The nongovernmental Health Alliance for Human Rights reported at a press conference on April 6, that at least 40 protesters sustained injuries, 30 of them gunshot wounds. Human Rights Watch was not able to corroborate those numbers because police and hospital administrators have blocked access by media and human rights researchers to local hospitals where injured protesters are undergoing treatment. However, Human Rights Watch interviewed six injured protesters who either remained at the scene of the shootings or were held by the police at the city gym. They included two protesters with gunshot wounds to the leg and ankle, and four others with heavily bruised arms, torsos, and faces that they alleged were inflicted by police wielding truncheons and rifle butts.
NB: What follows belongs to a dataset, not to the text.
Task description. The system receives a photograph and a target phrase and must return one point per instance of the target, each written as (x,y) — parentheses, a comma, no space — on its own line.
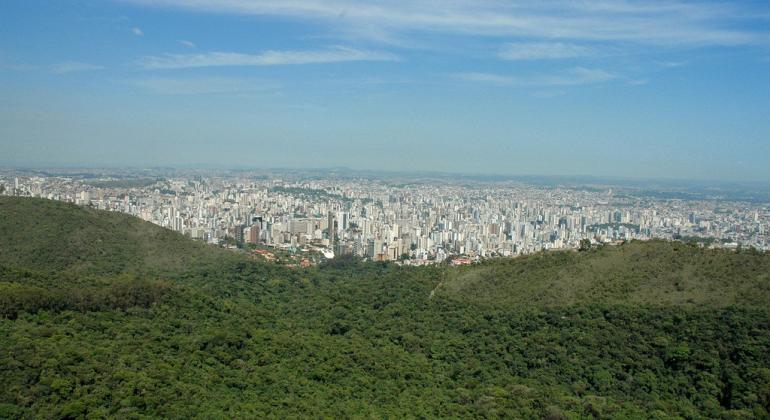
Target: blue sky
(606,88)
Neither local government officials nor the Kidapawan City police have released details of the numbers of protesters injured or the type or severity of those injuries. The Philippine National Police in Manila reported on April 3, that nearly 100 policemen were also injured at the protest site on April 1. They include an officer currently in the intensive care unit of the Kidapawan Doctors Hospital with severe head injuries that police allege was the result of a beating by protesters. A video from a police aerial drone appears to show a protester repeatedly striking a policeman with a board.

An estimated 1,500 protesters remain in Kidapawan City and have taken shelter inside the Spottswood Methodist Center (SMC) and are refusing to leave for fear of police harassment and possible arrest. Police blocked the entrance of the center from April 1 to April 5, requiring all those entering and exiting the compound to record their identities in a police logbook and to submit to a body search and examination of their belongings.

On April 1, the municipal and provincial governments threatened the Methodist Church and Methodist Bishop Ciriaco Francisco with possible legal action if protesters continued to be given sanctuary at the SMC compound. On April 5, Philippine military personnel from the 39th Infantry Battalion began patrolling and taking video footage inside the SMC compound in what church officials have called deliberate harassment of the protesters and church workers.

“In Kidapawan, a difficult situation got out of control,” Kine said. “Transparent and impartial investigations are needed to find out what went wrong, who should be held accountable, and what is needed to restore trust in the police.”

 

Note: From April 5-6, 2016, Human Rights Watch interviewed 25 people in Kidapawan City, including victims and witnesses to the shootings and protest organizers. The interviews were conducted in the Spottswood Methodist Center, in the Kidapawan City gymnasium that police have requisitioned as a detention center, and in establishments near the protest site. Human Rights Watch also interviewed government and security force officials at the Kidapawan City Hall and by phone, as well as leaders of the local Methodist Church and religious leaders.